Die Playoffs rücken in weite Ferne
Riders verlieren kapitale Partie
Die Floorball Riders Dürnten-Bubikon-Rüti unterliegen im Direktduell am NLA-Strich den Red Ants Winterthur 1:7.
Wenn ein Team bereits acht Minuten vor Schluss seine Torhüterin durch eine sechste Feldspielerin ersetzt, verheisst das nichts Gutes. Die Floorball Riders taten das gestern im Duell mit den Red Ants Winterthur – und dass sie zu diesem Zeitpunkt bereits 1:6 zurücklagen, illustriert die Verzweiflung, die der Massnahme zugrunde lag. Gefruchtet hat sie nicht. Statt zu verkürzen, kassierten die Oberländerinnen ein weiteres Gegentor – nachdem Torhüterin Sara Tschudin aufs Feld zurückgekehrt war notabene.

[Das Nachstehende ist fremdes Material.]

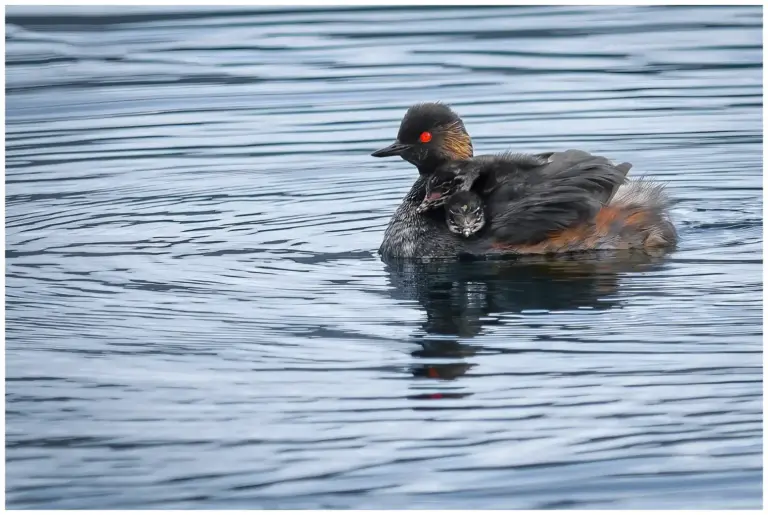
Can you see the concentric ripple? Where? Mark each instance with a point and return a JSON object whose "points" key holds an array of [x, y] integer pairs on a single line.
{"points": [[196, 316]]}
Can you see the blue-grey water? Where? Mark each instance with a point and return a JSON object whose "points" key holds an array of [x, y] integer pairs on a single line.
{"points": [[196, 316]]}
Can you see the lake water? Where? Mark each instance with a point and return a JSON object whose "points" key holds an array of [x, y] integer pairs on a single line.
{"points": [[196, 316]]}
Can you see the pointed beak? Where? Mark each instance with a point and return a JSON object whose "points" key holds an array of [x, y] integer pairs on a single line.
{"points": [[395, 149]]}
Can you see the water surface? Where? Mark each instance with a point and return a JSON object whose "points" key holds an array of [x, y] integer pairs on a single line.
{"points": [[196, 316]]}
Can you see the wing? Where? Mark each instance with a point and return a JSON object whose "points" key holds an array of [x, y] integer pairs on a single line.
{"points": [[570, 189], [531, 218], [584, 170]]}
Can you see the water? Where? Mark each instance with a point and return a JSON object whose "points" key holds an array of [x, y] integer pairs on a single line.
{"points": [[197, 317]]}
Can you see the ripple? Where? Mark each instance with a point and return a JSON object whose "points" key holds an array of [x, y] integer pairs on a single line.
{"points": [[197, 317]]}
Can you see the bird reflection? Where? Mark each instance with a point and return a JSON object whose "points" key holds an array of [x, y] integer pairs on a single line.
{"points": [[460, 299]]}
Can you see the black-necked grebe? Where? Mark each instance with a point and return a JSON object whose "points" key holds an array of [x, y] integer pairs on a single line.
{"points": [[575, 201]]}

Es wird also wohl nichts mit der Playoff-Qualifikation für die Riders. Die Oberländerinnen liegen nun neun Punkte hinter den achtplatzierten Winterthurerinnen, bei fünf verbleibenden Spielen in der Qualifikation. «Wir haben nicht mehr das Matterhorn vor uns, sondern den Mount Everest», sagte Riders-Sportchef Giovanni Marti.
Die Hoffnung währte nur kurz
Gegen die Red Ants waren die Minuten kurz vor der zweiten Pause vorentscheidend. Erst verkürzte Dominique Fuchs für die Riders auf 1:2 – sie fing einen Querpass vor dem gegnerischen Tor ab. Doch statt den Schwung dieses Treffers in die zweite Pause mitzunehmen und Moral fürs Schlussdrittel der bis dahin engen Partie zu tanken, liessen die Oberländerinnen nur neun Sekunden vor der zweiten Pause das 1:3 zu. «Dieses Tor tat weh. Wir waren im Aufwind und der Gegner nicht übermächtig», sagt Marti.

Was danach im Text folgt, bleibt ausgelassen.